Move this to KY or WV and Im buying it *sigh*

All that and DSL too....my dream home lol


----------



## majestiq2003 (Apr 11, 2003)

sorry will have to wait till the fog clears this morning and I will get some new pics


----------



## MoGrrrl (Jan 19, 2007)

Would love to see some pictures too. 

How's the fishing around there? Any good public spots close by?


----------



## majestiq2003 (Apr 11, 2003)

Hubby says fishing is really good lots of catfish,bass,not too far from Grand River, and Shoal creek is about a mile away.
I havent gotten the grass mowed this week yet so please forgive me,I do most of the upkeep by myself as my husband is gone a lot on the truck, and I have just been super busy working my end of the business.

Hope this link works:
http://s204.photobucket.com/albums/bb308/whisper05_photo/5BR house in MO forsale/


----------



## celticfalcon (Jan 7, 2005)

sent u a pm
tom


----------



## majestiq2003 (Apr 11, 2003)

Still available, we are moving in the Spring of 2009 to our new place, if interested please contact my husband Randy 816-694-7136 that is his cell, I have added a couple new pics. No longer have chickens or peafowl but still have bunnies.
Reduced to $49,995


----------



## SarahJ (Oct 23, 2008)

About how far do you think the house is from St. Louis?


----------



## majestiq2003 (Apr 11, 2003)

254 miles from St.Louis, 65 miles NE of Kansas City, 70 miles East of St Joseph


----------



## majestiq2003 (Apr 11, 2003)

Update: we just remodeled Kitchen as of 10/25/08 with pics to come shortly to photobucket.


----------



## SarahJ (Oct 23, 2008)

MAN! I WISH it were closer!
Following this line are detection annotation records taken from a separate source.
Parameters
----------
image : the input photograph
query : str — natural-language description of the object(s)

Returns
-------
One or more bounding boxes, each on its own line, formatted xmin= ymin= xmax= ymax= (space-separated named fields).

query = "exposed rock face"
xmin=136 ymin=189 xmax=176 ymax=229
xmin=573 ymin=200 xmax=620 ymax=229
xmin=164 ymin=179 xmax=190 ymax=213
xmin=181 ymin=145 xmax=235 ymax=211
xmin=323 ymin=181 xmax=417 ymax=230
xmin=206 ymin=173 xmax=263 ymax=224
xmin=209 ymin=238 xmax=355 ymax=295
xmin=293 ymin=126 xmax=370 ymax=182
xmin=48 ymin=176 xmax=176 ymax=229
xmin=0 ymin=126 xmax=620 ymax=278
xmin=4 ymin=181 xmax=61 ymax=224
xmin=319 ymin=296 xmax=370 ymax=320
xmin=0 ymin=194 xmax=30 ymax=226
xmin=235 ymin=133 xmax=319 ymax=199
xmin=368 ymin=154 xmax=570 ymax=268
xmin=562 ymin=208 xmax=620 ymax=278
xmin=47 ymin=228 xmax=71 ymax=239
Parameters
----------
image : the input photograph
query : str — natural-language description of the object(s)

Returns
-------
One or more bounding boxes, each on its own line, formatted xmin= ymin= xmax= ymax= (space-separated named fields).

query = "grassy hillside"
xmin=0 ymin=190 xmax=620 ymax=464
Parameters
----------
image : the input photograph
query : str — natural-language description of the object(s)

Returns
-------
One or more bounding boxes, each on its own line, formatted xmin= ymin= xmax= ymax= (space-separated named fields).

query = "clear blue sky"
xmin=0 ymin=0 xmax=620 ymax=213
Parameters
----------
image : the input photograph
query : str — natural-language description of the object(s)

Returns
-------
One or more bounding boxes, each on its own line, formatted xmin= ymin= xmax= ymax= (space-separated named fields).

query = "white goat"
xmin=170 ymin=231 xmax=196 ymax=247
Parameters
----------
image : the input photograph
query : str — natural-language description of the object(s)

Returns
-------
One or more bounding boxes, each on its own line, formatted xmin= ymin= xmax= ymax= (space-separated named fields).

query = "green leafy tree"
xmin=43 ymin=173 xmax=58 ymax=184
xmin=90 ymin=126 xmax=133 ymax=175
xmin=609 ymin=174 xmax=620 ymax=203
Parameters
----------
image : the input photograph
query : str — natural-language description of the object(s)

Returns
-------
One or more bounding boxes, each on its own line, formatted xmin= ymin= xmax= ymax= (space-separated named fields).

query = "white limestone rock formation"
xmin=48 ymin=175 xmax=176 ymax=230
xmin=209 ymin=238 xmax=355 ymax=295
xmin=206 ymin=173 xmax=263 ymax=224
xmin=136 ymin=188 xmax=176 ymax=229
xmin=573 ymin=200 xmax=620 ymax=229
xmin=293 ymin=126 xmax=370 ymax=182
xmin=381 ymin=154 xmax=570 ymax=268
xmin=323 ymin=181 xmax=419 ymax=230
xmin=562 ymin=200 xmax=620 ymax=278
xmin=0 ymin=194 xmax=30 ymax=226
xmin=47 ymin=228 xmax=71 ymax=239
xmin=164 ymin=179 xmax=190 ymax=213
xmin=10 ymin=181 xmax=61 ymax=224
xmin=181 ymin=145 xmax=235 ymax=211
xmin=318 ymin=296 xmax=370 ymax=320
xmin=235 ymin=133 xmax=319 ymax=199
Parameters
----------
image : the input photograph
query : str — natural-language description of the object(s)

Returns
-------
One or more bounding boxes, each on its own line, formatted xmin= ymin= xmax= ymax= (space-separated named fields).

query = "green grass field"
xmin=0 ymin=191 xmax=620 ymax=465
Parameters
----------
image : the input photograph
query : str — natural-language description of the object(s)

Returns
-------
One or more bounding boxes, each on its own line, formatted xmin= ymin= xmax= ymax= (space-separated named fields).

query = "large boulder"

This is exactly what we are looking for.


----------



## harvestgirl (Apr 29, 2005)

wish it was in pa. ~ lol.


----------



## Guest (Nov 4, 2008)

Wish I had money..


----------



## majestiq2003 (Apr 11, 2003)

I have added more pics to photobucket, 76 in all

http://s204.photobucket.com/albums/bb308/whisper05_photo/5BR house in MO forsale/

Thanks for looking


----------



## menagerie momma (Sep 29, 2008)

Ditto harvestgirl! Right up our alley and for the right price too! Need to find something that nice in our area that doesn't get sold out from under us and isn't sliding off its foundation. Beautiful house! Hope it sells quick for you!

Jessie


----------



## majestiq2003 (Apr 11, 2003)

We have decided to keep it and buy a few more acres, so our house is no longer for sale, thank all for looking.


----------



## majestiq2003 (Apr 11, 2003)

Hubby changed his mind,says we need to move closer to his family due to their health, no financing,no trades,offers considered,serious inquiries only please,we do have it listed with United Country Realty as well here is a link to our ad:
http://kansascity.craigslist.org/reo/1080908785.html


----------



## majestiq2003 (Apr 11, 2003)

Sold!!!


----------